Starting up a new company is an exciting and challenging endeavor. Innovative ideas, endless enthusiasm, and big hopes for the future surround the founders and first employees. The team at Reflexion knows what it’s like. The company started with three high school friends who were inspired to continue to developing their neuro-fitness service that tracks cognitive changes. It became the founders’ mission to develop cutting-edge brain-training technology to help all athletes improve their game.

During a company’s journey through its first years, founders of a startup face many challenges and must learn to overcome them. Here are some of the lessons learned.
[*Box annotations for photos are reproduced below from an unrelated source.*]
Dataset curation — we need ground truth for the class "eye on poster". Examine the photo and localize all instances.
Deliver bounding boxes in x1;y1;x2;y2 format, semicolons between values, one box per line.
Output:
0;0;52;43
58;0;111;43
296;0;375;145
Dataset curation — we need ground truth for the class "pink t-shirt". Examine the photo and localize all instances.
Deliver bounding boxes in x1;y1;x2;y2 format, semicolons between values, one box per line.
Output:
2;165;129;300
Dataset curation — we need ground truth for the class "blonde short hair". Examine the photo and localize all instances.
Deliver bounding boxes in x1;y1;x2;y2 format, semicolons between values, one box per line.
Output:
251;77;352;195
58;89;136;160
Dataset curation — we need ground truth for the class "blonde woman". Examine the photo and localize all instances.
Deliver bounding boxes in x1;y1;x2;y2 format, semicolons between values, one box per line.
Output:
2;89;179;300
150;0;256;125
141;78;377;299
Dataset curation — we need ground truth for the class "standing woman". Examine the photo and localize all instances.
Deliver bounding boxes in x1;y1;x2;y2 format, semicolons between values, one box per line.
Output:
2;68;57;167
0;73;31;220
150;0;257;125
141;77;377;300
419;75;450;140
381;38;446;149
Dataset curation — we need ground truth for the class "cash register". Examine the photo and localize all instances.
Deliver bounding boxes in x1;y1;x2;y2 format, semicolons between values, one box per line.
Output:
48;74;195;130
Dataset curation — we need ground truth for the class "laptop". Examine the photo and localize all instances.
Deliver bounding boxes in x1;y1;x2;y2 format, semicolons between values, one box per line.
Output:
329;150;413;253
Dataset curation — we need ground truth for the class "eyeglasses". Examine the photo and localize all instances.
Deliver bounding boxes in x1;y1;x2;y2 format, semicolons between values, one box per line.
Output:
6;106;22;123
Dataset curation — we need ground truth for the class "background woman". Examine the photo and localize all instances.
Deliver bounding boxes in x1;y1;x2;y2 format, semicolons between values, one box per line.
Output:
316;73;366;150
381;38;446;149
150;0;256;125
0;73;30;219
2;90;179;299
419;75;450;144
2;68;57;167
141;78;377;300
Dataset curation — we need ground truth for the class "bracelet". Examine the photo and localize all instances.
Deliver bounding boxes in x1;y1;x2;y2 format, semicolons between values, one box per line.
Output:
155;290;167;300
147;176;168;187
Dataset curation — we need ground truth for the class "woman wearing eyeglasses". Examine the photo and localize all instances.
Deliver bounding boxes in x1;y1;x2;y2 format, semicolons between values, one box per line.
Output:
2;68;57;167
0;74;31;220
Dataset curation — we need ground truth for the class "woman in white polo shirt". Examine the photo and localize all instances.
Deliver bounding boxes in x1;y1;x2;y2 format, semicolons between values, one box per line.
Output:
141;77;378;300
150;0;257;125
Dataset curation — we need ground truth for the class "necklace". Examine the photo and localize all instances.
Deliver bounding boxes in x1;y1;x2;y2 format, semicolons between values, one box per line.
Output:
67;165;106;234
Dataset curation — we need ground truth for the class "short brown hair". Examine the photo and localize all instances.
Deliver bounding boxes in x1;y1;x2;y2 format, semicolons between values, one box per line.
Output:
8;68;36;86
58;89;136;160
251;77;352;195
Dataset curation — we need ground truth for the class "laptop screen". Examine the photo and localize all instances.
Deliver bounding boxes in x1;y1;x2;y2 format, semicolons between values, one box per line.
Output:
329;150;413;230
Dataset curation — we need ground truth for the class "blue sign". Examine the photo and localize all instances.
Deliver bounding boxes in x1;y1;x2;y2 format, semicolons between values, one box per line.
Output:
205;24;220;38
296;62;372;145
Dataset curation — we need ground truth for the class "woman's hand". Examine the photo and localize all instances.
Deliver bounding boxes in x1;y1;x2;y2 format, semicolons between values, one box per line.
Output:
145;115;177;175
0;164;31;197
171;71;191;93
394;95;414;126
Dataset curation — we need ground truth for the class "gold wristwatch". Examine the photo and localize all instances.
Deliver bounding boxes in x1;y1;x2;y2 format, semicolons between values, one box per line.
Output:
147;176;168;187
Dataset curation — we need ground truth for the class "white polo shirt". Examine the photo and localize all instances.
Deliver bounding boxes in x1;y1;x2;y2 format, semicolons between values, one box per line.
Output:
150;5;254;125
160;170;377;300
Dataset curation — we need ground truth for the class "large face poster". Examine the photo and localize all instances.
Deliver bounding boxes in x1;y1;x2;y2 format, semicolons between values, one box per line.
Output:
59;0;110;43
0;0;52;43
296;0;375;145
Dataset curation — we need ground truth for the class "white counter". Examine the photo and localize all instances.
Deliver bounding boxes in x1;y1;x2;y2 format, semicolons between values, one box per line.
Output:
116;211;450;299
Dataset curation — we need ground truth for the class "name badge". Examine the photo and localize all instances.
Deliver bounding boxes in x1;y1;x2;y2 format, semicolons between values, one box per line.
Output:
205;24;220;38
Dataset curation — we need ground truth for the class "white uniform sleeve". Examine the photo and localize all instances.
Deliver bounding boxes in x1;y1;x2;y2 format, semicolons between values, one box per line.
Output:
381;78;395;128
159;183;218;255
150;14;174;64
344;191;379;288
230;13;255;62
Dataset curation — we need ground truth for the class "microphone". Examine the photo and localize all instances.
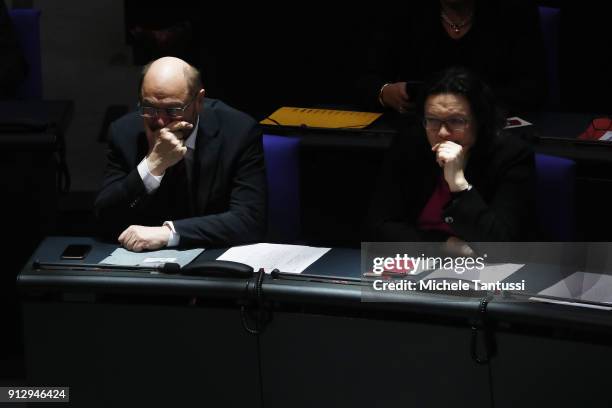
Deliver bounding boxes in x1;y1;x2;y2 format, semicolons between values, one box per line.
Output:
32;260;181;274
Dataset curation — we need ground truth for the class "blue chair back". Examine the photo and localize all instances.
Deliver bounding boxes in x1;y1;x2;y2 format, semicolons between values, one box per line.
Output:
536;154;575;242
263;135;301;243
538;7;561;108
9;9;42;99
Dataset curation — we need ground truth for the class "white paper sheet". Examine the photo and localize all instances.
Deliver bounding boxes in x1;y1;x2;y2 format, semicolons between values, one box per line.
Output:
217;244;331;273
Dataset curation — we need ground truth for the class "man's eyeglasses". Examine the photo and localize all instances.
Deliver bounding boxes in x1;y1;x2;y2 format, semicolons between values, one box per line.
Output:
423;117;469;132
138;98;195;119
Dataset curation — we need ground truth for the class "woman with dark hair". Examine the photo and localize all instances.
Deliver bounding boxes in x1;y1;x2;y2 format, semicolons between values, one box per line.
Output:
370;68;535;242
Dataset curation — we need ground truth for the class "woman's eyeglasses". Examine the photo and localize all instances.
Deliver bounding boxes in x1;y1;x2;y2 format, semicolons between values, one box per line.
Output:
423;117;469;132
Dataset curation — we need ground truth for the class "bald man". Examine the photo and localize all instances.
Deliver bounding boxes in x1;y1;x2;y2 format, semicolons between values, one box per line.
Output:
95;57;267;251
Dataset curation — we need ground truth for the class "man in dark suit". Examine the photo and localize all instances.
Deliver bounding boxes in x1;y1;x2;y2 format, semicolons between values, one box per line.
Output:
95;57;266;251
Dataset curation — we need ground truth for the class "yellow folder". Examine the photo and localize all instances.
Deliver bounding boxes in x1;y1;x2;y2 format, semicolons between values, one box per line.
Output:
259;106;382;129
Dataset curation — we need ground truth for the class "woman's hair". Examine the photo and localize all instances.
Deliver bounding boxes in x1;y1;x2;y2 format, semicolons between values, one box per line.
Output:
417;67;506;149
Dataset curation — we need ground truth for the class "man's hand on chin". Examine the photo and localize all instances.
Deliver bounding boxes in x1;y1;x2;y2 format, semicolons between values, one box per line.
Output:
119;225;170;252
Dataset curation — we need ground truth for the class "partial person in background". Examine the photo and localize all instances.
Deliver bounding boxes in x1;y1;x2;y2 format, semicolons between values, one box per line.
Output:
370;68;535;244
357;0;547;114
0;1;28;99
95;57;267;251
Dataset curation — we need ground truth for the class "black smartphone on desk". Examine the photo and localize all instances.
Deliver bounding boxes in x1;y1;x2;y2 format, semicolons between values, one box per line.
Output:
60;244;91;259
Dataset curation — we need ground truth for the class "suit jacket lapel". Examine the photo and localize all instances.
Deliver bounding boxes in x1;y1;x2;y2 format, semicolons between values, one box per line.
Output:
193;108;221;214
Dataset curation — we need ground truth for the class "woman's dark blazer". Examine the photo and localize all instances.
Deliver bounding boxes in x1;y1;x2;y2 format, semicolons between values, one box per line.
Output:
368;127;535;242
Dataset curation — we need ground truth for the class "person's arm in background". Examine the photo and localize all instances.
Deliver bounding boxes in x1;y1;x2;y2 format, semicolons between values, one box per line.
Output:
173;123;267;246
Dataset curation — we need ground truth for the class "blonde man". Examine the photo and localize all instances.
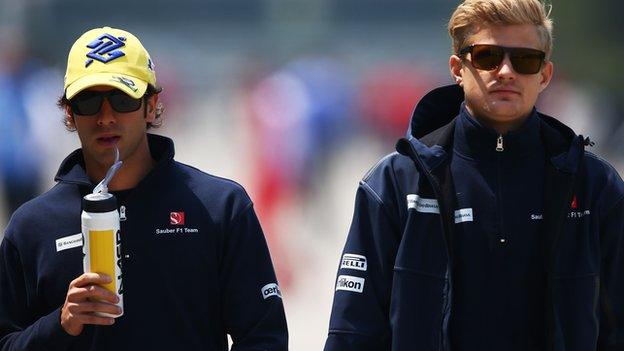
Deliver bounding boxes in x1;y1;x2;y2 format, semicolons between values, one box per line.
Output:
325;0;624;351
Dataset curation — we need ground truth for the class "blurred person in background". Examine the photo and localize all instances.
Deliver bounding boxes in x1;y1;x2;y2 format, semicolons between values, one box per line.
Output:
325;0;624;351
0;27;42;217
0;27;288;351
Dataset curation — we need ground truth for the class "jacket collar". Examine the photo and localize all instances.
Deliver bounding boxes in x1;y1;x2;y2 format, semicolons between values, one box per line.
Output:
397;85;587;173
453;103;542;160
54;133;175;187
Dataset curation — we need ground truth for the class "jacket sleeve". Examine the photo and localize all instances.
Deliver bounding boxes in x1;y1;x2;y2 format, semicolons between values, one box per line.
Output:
598;198;624;351
0;237;73;351
324;182;399;351
221;203;288;351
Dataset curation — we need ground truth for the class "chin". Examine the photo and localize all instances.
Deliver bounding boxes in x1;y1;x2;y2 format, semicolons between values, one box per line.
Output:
488;101;526;120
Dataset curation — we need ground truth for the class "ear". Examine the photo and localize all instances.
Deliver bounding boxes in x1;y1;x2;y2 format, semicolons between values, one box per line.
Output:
449;55;464;86
540;61;554;93
65;106;76;130
145;94;159;123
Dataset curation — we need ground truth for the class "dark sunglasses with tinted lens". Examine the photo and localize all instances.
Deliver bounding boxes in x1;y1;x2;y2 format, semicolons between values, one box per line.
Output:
70;89;143;116
459;44;546;74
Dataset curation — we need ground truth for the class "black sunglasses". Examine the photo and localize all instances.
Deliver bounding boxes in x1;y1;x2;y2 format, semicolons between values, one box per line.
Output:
70;89;143;116
459;44;546;74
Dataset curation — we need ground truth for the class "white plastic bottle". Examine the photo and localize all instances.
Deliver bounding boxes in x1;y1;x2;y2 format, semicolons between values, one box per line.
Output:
81;192;123;318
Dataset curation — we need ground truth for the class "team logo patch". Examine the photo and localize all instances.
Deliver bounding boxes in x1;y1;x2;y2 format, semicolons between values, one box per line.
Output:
111;76;139;91
169;212;184;225
455;208;472;223
56;233;82;252
260;283;282;300
407;194;440;214
336;275;364;293
570;195;578;210
85;34;126;67
340;254;366;271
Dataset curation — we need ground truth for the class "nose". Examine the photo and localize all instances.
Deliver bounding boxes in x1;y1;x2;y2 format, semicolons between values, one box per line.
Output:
97;98;117;126
497;55;516;80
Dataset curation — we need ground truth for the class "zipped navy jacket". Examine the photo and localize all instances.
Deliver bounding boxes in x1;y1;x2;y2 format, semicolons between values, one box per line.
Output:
0;134;288;351
325;86;624;351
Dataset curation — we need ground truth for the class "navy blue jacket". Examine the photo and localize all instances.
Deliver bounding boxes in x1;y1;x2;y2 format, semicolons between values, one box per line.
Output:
0;134;288;351
325;86;624;351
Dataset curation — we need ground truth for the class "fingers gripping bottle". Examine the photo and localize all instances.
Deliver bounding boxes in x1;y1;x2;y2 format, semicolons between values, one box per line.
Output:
81;149;123;318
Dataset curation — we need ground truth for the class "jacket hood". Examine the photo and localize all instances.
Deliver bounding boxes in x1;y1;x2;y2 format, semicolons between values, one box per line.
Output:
54;133;175;186
397;84;590;172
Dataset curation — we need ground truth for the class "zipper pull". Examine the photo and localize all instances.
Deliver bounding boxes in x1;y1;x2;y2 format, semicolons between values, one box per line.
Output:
496;134;505;152
119;206;126;221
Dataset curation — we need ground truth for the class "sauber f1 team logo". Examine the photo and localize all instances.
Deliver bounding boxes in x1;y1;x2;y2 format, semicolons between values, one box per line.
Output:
169;212;184;225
Set Realistic Expectations and Play for the Long-Run

Entrepreneurs often start with a great idea and experience some initial success. The challenge becomes how to turn that initial success into a long-term business strategy. New companies make the mistake of assuming that the initial excitement will continue or even grow at an unrealistic rate on its own. However, initial bursts of success are typically short-lived without a clear and consistent business plan.

Unless founders of startups are well-seasoned in establishing new companies, they should find a successful business mentor to help get things established. Begin by learning about your market, the competition, and existing and future demand. Then set realistic expectations and SMART goals, which are specific, measurable, attainable, relevant, and timely.

 

Obtain and Manage Money Wisely 

Every startup needs money. Over time, the more revenue you generate, the more expenses you incur. The balancing act of how much money to invest or borrow in order to realize the goals of your startup can be a tricky one.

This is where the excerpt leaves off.